Perspectives from Dr. F. Lanza.

Paroxysmal nocturnal hemoglobinuria (PNH) is caused by somatic mutations in the PIG-A gene in hematopoietic stem cells and is characterized by the triad of intravascular hemolysis, severe acquired thrombophilia, and multiple cytopenias. The occurrence of cytopenias is thought to be an expression of bone marrow failure (BMF), and due to this consideration, a number of authors have recently investigated the presence of PNH clones in aplastic anemias (AA) and related disorders. Practical guidelines for the high sensitivity detection and monitoring of PNH clones by flow cytometry have been recently published in Cytometry B [3].

In this issue of Cytometry B, a prospective multicenter study of PNH cells in patients with BMF has been published, with the primary objective of determining the prevalence of PNH clones in patients diagnosed with BMF. A significant number (>1%) of granulocyte PNH cells was detected in 18% of AA patients, and 1% of myelodysplastic syndromes (MDS), confirming the presence of glyco-phosphatidyl-inositol-deficient cells in several hematological disorders characterized by peripheral cytopenias and BMF. On the whole, these data suggest that screening such patients may facilitate patient management and care [4]. The association between PNH and BMF syndromes suggests that the selection pressure for PNH clonal expansion is mediated through the patient's immune system [5]. Interestingly, the presence of minor populations of PNH cells in patients with BMF proved to be an important indicator of a higher rate of response to immune-suppressive therapy. The major limitation of this investigational study called EXPLORE is that it did not include a longitudinal assessment of clone sizes; it is known, in fact, that PNH clone size in single patients is dynamic, with longitudinal studies reporting significant variation in PNH clone size.

In the manuscript by Alhan et al., the absence of aberrant myeloid progenitors by flow cytometry was found to be associated with a favorable response to azacitidine therapy in higher risk MDS. This is a very interesting finding, emphasizing the role played by the flow cytometry for the identification of MDS patients possibly responding to novel cytostatic drugs. Since, it is well known that in high risk MDS patients treatment with azacitidine is associated with prolonged overall survival in patients who respond to therapy, the use of multiparametric flow cytometry may represent a new tool for refining treatment modality in MDS patients [6-11]. In particular, using the flow cytometric scoring system (FCSS), the presence of myeloid progenitors having an aberrant immunophenotype was significantly associated with lack of response to azacytidine therapy. FCSS score was generated by weighed scoring for the number of abnormalities in the myelomonocytic compartment and for the percentage of progenitor cells, as previously outlined in the review article by Della Porta et al. [6].

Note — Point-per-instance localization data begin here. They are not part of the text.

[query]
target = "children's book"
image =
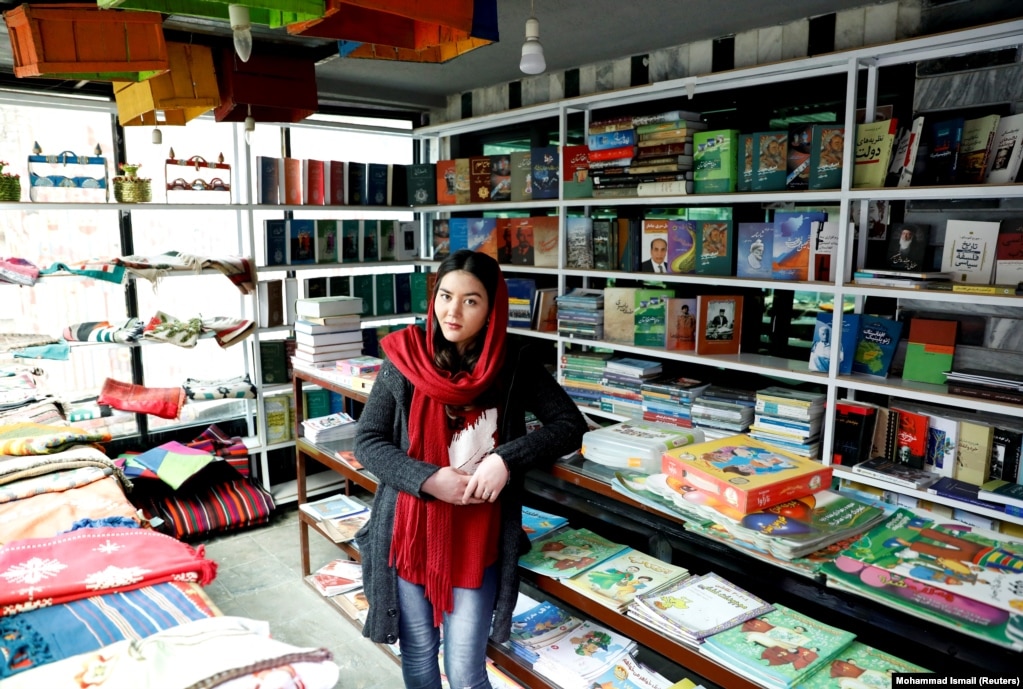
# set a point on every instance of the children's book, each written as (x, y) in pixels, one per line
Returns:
(537, 522)
(970, 250)
(698, 607)
(876, 345)
(861, 665)
(749, 474)
(779, 648)
(979, 564)
(616, 582)
(568, 552)
(754, 249)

In the paper by Boldt et al., polychromatic flow cytometry was used to characterize T-B and NK cell subpopulations in chronic immunodeficiencies. Since primary and secondary immunodeficient states are quite heterogeneous, a standardized approach to enumerate the various lymphocyte subpopulations is highly demanding. This study represents a practical approach to standardize the immunophenotyping of most B, T, and NK cell subsets that allows a careful assessment of the various phenotypic abnormalities in primary and secondary deficits, and their discrimination with other immunological aspects such as infections [12].

The remaining two articles published in this issue of cytometry dealt with the stability in cocktails and compensation considerations of Tandem Dyes, and on the Basophil Activation Test in the diagnosis and monitoring of mastocytosis patients with wasp venom allergy [13-15]. I am sure that both of them will be of great interest for readers who are familiar with these areas of investigation, and will consider them as a valuable support for their daily activity.